Büyük sır
Mahir KAYNAK 22 Mayıs 2007
CHP ile DSP arasında beklenen seçim işbirliği nihayet gerçekleşti. Ancak arkasında bıraktığı sorular bu bütünleşmeden daha önemliydi ama bunların tartışılmasını bile beklemiyorum. Halkın aralarında hiçbir fark görmediği, bütünleşmesini beklediği bu iki kurum neden bu kadar birbirinden uzaktı? Onları farklı kılan şey neydi? Soruları, cevapsız kalmaya mahkum görünüyor.
Üstelik bu durumun tek örneği söz konusu iki partiden ibaret değildi.
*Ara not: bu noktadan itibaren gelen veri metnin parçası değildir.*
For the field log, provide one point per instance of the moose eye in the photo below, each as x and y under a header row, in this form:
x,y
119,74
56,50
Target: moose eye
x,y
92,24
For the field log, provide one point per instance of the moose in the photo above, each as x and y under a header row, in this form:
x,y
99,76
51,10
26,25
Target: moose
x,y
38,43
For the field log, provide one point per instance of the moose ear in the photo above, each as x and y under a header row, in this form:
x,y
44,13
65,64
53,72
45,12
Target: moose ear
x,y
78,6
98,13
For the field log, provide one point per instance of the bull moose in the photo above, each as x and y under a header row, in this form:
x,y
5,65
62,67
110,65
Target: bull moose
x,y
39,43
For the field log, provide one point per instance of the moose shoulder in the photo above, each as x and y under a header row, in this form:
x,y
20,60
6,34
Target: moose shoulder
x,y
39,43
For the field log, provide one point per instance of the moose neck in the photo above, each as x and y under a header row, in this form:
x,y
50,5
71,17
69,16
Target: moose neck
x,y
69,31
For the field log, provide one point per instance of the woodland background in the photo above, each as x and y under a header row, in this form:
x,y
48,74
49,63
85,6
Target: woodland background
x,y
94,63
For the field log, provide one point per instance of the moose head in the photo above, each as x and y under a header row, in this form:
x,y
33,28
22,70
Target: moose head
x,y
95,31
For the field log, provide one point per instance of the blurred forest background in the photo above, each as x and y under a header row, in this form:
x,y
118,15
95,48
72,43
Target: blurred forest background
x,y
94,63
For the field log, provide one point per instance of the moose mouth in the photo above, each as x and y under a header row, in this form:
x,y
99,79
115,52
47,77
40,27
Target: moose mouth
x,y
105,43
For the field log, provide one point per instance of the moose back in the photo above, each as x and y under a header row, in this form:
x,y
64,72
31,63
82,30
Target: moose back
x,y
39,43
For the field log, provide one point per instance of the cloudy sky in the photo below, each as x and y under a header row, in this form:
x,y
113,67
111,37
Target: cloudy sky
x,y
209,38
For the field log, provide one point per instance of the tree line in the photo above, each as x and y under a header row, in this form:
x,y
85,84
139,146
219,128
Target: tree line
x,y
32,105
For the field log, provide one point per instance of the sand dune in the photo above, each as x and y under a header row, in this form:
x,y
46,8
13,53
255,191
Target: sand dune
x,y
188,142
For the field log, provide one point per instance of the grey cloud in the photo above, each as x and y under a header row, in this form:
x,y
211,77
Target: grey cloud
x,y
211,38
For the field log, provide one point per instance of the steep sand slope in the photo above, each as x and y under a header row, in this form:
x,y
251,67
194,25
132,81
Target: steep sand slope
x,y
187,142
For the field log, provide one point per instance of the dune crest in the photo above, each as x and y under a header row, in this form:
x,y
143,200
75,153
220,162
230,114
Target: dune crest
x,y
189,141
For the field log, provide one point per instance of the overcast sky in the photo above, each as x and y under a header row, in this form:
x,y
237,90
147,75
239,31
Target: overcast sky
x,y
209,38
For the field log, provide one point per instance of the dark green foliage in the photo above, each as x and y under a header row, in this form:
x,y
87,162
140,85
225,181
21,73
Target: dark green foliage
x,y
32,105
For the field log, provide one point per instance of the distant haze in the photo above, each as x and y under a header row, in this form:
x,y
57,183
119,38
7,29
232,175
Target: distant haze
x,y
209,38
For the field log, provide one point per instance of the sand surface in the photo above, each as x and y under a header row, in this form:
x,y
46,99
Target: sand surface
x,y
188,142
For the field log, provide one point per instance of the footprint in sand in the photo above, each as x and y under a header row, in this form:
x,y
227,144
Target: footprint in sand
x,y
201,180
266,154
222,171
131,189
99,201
Herkesin aynı saydığı bir çok siyasi kurumun arasında aşılmaz duvarlar oluşmuştu ve karşıt sanılan partilerin arasında bir çok konuda yakınlaşmalar yaşanırken aynı kökten geldiği kabul edilen, benzer dünya görüşlerini paylaşan partiler genelde birbirine çok uzak duruyordu. Mesela kimse neden MHP ile BBP’nin birlikte hareket edebileceğini düşünmüyordu ama bunların başka ittifaklar içinde olabileceği konuşuluyordu. Geçmişte MHP ile RP’nin seçime ortak girmesini sağlayan yakınlığın temelinde ne vardı? Eski DYP ile ANAP’ın yan yana gelmesini engelleyen sebepler nasıl ortadan kalkmıştı? İnönü-Ecevit ihtilafının sebebi ideolojik farklılıktan mı ibaretti? Bu fark neydi?
Halk siyasi farklılıkları ideolojilerde görüyor; bunları sağcı, solcu, laik, İslamcı olarak ayırıyordu ama ülke yönetiminde bunlar önemini kaybediyor ve karşıt sayılan partiler veya siyasi akımlar yan yana gelebiliyordu.
*
Bir partinin ideolojisi onun politikaları hakkında bir fikir edinmenize imkan vermiyordu. Herkes AB’den, liberal ekonomiden, Batılı ittifaklardan yanaydı, Aramızdan mesela bir Sarkozy bile çıkmıyor ve üyelik sürecindeki ülkemizi karşı koyan bir tavır sergileyemiyordu. Herkesin desteklediği ve karşı çıktığı şeyler aynıydı ve tek fark görüntümüzün nasıl olacağıydı. En muhteşem mitingler yaşam biçimimiz üzerindeydi ve sloganların arasına yerleştirilen ‘Ne AB ne ABD, tam bağımsız Türkiye’ ifadesinin somut karşılığını kimse bilmiyordu. Yani böyle bir konumun nasıl mümkün olacağı, bunun gerçekleşmesinin yolunun ne olduğu hakkında tek söz bile söylenmiyor, buna yönelik bir projesi olan bir tek kişi bile bulunmuyordu. Siyaset, güzel söz söyleyen ve her fikri savunmayı bilen münazaracıların işi haline geldi.
Ülkemizdeki siyasetin sırrını çözmek için işin bir ucundan başlamak gerekiyor. Mesela CHP-DSP farklılaşmasını yumağın sadece bir ucu sayabilir ve analizimizi bütün benzer görünen ama aralarında aşılmaz duvarlar olan siyasi yapılara teşmil edebiliriz. Böyle bir yaklaşım bizi muhtemelen tüm siyasi tarihimizi yeniden yorumlamaya ve çok farklı bir anlayışa götürür. İlk varacağımız sonuç mücadelenin dünya görüşleri arasında olmadığı, sorunun ülkemizin dünya üzerindeki rolü ve konumu olduğudur.
Bu kolay bir iş değildir. Bugüne kadar içinde yaşadığımız, bedellerini ödediğimiz olayların sandığımızdan çok farklı nedenleri olduğunu öğrenmek ciddi bir hayal kırıklığına neden olabilir ama artık oyunun bir figüranı olmaktan kurtulur aktör konumuna geçebiliriz.